プリンスチャーミング (Purinsuchāmingu)
- Genre: Yaoi
- Written by: Akemi Takaido
- Published by: Houbunsha
- English publisher: NA: Digital Manga Publishing;
- Published: 27 December 2004

= Prince Charming (manga) =

Japanese manga series

Prince Charming (プリンスチャーミング, Purinsuchāmingu) is a Japanese manga written and illustrated by Akemi Takaido. It is licensed in North America by Digital Manga Publishing, which released the first volume through its imprint June, on 24 October 2007, the second volume on 15 January 2008, and the last volume on 22 April 2008.

==Reception==
Leroy Douresseaux recommends the first volume to "readers who enjoy fiction set in the modern hook-up culture". Holly Ellingwood enjoyed Yuasa's "unkempt" character design. Briana Lawrence enjoyed the complexities of the story, despite not enjoying the art and not looking forward to a story featuring a student/teacher relationship. Writing about the second volume, she said "I cannot stress enough how great these characters are. Each one is believable and I'm in love with every single one of them. The plot is so... real!" For Leroy Douresseaux, the second volume "never really comes together", feeling more like "a collection of scenes" than a sustained narrative.
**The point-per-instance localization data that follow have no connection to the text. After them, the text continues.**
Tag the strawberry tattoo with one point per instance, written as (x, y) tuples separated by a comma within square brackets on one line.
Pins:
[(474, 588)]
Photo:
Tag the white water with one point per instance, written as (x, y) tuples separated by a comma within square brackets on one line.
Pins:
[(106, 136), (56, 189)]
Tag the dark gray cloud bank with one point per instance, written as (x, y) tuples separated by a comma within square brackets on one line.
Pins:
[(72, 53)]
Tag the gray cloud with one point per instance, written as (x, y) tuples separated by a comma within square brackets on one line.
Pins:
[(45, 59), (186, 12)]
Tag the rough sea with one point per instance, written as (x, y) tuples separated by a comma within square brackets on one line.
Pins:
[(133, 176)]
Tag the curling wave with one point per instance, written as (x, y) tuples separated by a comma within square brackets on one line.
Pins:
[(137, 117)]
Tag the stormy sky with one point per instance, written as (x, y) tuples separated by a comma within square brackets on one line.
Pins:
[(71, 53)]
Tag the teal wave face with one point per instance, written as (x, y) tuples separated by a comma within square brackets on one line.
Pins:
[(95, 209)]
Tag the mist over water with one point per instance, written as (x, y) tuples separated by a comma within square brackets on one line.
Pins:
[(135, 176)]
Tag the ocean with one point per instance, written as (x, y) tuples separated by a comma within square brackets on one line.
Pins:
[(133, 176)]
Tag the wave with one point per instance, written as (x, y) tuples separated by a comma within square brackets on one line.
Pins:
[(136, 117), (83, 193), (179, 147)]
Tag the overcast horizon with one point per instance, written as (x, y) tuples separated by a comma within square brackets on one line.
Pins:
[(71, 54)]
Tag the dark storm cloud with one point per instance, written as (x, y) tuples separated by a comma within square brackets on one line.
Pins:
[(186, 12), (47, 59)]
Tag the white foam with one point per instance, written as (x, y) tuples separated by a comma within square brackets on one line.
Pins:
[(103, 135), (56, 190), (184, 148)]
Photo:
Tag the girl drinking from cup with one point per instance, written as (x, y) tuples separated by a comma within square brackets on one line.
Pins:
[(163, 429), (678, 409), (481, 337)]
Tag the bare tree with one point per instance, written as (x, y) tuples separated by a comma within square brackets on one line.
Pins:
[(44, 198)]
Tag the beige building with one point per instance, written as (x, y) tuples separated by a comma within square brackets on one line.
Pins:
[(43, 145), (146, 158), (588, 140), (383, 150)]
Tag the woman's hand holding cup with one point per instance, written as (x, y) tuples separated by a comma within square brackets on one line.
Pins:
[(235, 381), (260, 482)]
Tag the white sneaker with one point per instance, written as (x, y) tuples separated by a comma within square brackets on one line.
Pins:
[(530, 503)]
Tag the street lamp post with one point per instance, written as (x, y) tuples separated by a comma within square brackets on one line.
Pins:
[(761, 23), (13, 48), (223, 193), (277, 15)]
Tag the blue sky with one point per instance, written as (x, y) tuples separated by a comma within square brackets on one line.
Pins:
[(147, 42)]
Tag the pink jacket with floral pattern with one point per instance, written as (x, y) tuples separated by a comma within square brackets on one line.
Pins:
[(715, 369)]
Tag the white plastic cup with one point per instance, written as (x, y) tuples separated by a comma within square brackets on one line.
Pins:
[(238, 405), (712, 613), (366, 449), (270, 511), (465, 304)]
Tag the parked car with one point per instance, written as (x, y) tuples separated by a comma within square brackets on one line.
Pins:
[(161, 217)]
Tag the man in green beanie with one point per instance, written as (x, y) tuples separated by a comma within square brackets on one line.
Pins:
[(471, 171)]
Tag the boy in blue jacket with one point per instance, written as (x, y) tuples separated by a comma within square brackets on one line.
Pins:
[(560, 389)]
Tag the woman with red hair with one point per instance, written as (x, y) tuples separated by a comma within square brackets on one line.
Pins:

Holly Ellingwood felt the second volume was "a great change of pace from the regular yaoi manga with its unexpected turns and unique comedic take on the situation of these four men". Briana Lawrence found some aspects of the ending disappointing, especially characters conveniently disappearing. Leroy Douressaux feels the final volume "has more talking than it does coupling" and compares it to Friends. Rachel Bentham felt Asahina was entertaining in the final volume because of his "backwards way of saying 'I love you.